Lula foi condenado em primeira instância a 9 anos e 4 meses de prisão em regime fechado pelos crimes de corrupção passiva e lavagem de dinheiro e ocultação de patrimônio no caso do Tríplex, investigado no âmbito da Operação Lava Jato.

Em 2ª instância, no TRF-4 (Tribunal Regional Federal da 4ª Região), seu recurso foi negado por unanimidade e sua sentença aumentada para 12 anos e 1 mês. Nessa mesma corte os embargos possíveis também foram negados, habilitando o ex-presidente a iniciar o cumprimento da sua pena.

O pano de fundo desse julgamento foi a constitucionalidade ou não do entendimento em vigor desde 2016, que permite o início da execução de sentenças confirmadas em 2ª instância por decisões colegiadas, mesmo que hajam recursos possíveis em cortes superiores.
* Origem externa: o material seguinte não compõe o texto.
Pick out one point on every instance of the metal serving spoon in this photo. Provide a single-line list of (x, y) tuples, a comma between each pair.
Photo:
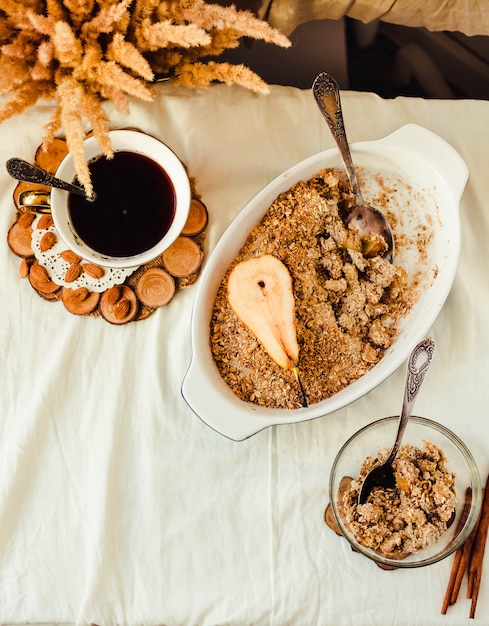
[(24, 171), (418, 363), (364, 217)]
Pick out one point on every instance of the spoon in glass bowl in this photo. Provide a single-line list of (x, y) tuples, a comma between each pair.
[(365, 218), (26, 172), (418, 363)]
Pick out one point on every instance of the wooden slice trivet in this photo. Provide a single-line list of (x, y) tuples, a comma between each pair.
[(118, 305), (79, 301), (149, 287), (155, 287), (25, 187), (19, 240), (197, 219), (40, 281), (183, 257)]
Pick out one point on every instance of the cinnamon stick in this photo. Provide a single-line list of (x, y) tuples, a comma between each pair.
[(461, 559), (470, 558), (477, 553)]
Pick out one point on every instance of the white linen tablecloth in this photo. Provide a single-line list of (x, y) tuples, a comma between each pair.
[(118, 505)]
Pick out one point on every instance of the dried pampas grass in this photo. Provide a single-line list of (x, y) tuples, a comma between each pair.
[(82, 52)]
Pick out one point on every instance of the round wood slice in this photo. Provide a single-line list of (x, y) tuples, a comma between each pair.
[(118, 310), (41, 284), (50, 157), (19, 240), (155, 287), (183, 257), (197, 219), (21, 187), (79, 301)]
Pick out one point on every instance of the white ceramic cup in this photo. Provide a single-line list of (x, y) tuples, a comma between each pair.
[(136, 142)]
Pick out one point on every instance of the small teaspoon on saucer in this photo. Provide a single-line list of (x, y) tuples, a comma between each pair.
[(26, 172)]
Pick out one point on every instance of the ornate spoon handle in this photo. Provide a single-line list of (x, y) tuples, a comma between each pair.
[(418, 364), (327, 94), (24, 171)]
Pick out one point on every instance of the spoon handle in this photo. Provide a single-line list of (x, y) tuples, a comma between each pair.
[(24, 171), (418, 364), (327, 94)]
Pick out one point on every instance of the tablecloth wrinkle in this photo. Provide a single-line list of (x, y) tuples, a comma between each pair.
[(118, 505)]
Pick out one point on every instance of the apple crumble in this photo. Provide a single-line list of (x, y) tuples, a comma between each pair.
[(348, 303), (414, 515)]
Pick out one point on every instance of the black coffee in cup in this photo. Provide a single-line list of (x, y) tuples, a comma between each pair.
[(134, 208)]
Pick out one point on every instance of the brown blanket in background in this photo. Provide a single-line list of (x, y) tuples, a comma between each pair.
[(470, 17)]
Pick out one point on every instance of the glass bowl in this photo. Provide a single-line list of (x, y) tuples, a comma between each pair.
[(381, 434)]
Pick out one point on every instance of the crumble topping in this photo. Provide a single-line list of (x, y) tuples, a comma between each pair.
[(414, 515), (348, 305)]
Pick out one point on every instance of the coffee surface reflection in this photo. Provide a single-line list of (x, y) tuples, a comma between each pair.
[(134, 209)]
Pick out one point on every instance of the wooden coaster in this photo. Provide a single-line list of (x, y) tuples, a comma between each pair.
[(148, 288)]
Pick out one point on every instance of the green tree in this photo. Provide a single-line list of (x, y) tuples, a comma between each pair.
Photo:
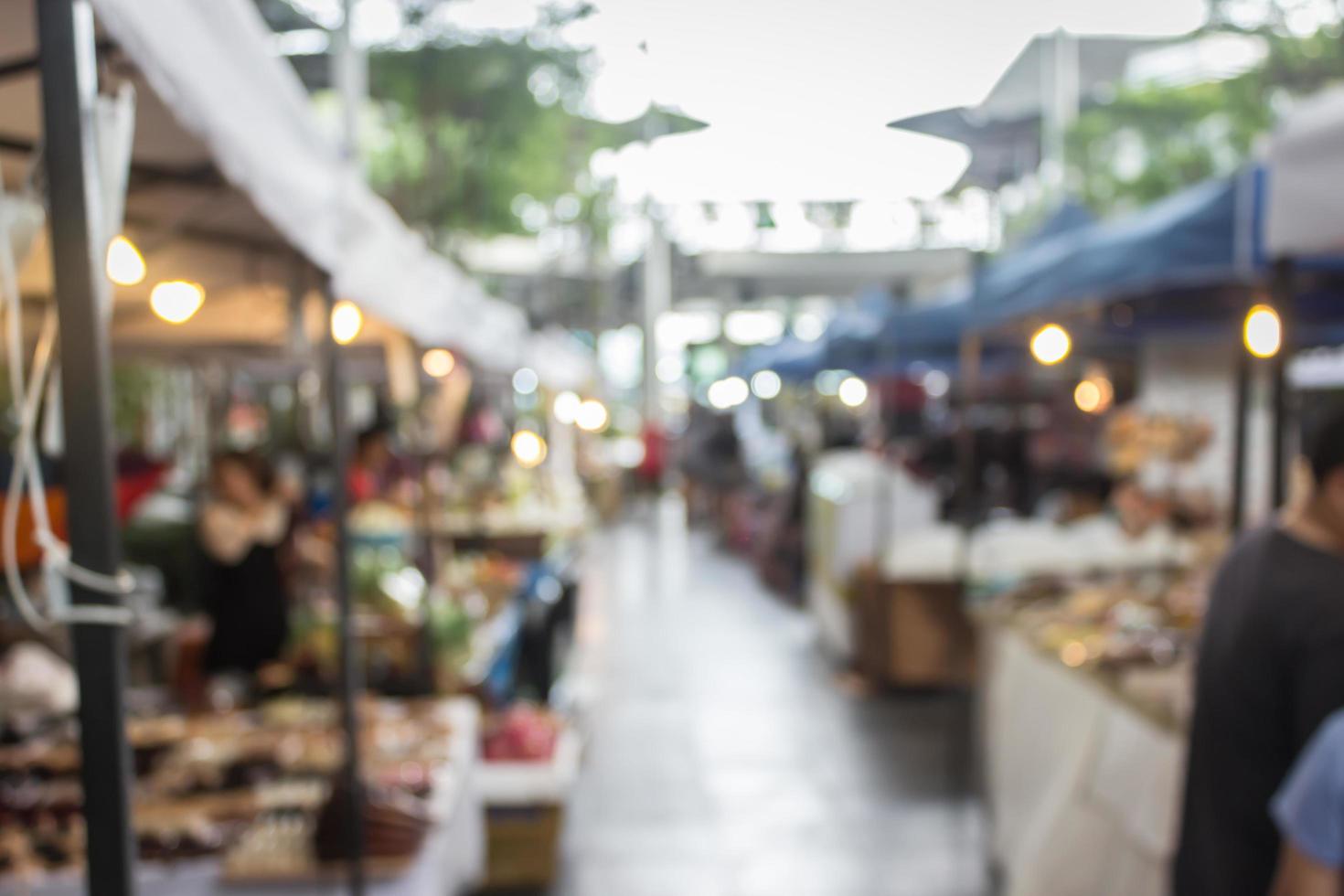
[(1153, 140), (484, 134)]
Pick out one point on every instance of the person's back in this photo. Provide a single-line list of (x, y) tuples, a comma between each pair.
[(1270, 667), (1270, 670)]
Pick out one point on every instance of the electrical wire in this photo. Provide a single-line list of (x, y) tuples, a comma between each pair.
[(26, 395)]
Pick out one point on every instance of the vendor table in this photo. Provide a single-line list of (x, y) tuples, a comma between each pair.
[(452, 860), (1083, 787)]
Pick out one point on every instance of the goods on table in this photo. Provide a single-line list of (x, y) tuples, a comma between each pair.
[(1135, 438), (532, 761), (522, 732), (1133, 633), (206, 784)]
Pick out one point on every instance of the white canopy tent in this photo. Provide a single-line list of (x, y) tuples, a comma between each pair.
[(1306, 214), (214, 101)]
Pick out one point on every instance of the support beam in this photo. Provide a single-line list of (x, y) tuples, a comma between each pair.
[(968, 465), (349, 677), (69, 88), (1241, 409), (26, 65), (142, 174), (1283, 289)]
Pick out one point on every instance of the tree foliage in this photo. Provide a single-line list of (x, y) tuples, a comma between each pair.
[(483, 136), (1153, 140)]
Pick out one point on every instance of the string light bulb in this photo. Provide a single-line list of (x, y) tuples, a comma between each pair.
[(1263, 332), (176, 301), (852, 391), (347, 320), (528, 449), (438, 363), (1051, 344), (125, 265), (592, 415)]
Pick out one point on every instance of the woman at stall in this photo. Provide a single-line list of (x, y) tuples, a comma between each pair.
[(243, 524)]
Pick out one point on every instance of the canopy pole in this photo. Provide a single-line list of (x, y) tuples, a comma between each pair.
[(349, 677), (972, 349), (1283, 291), (1241, 404), (69, 91)]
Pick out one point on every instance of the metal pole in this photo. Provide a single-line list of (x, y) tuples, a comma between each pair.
[(972, 348), (349, 677), (351, 80), (1243, 387), (1283, 292), (69, 89)]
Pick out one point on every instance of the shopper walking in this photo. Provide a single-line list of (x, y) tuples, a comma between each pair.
[(242, 527), (1270, 670), (1309, 812)]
Sobre este tema a maioria declarada favoreceria o intento do ex-presidente, mas como o que estava em julgamento era uma cautelar e não o entendimento em si, a ministra Rosa Weber desequilibrou o placar desfavoravelmente a Lula. Weber, é contra o início do cumprimento de penas antes que se esgotem todos os recursos possíveis, porém manteve sua postura de acompanhar a jurisprudência criada pelo colegiado.

A partir desse momento o ex-presidente Lula pode ser preso a qualquer momento, até que as ADCs (Ações Declaratórias de Constitucionalidade) 43 e 44 sejam julgadas, invalidando ou não o entendimento de 2016 em vigor. Ainda não há previsão para que estas ações entrem em pauta no STF.

Veja como votaram os ministros:

Contra o habeas corpus de Lula:

Cármen Lúcia, Alexandre de Moraes, Luís Roberto Barroso, Luiz Fux, Edson Fachin e Rosa Weber;

A favor do habeas corpus de Lula:

Gilmar Mendes, Marco Aurélio de Mello, Celso de Mello, Dias Toffoli e Ricardo Lewandowski.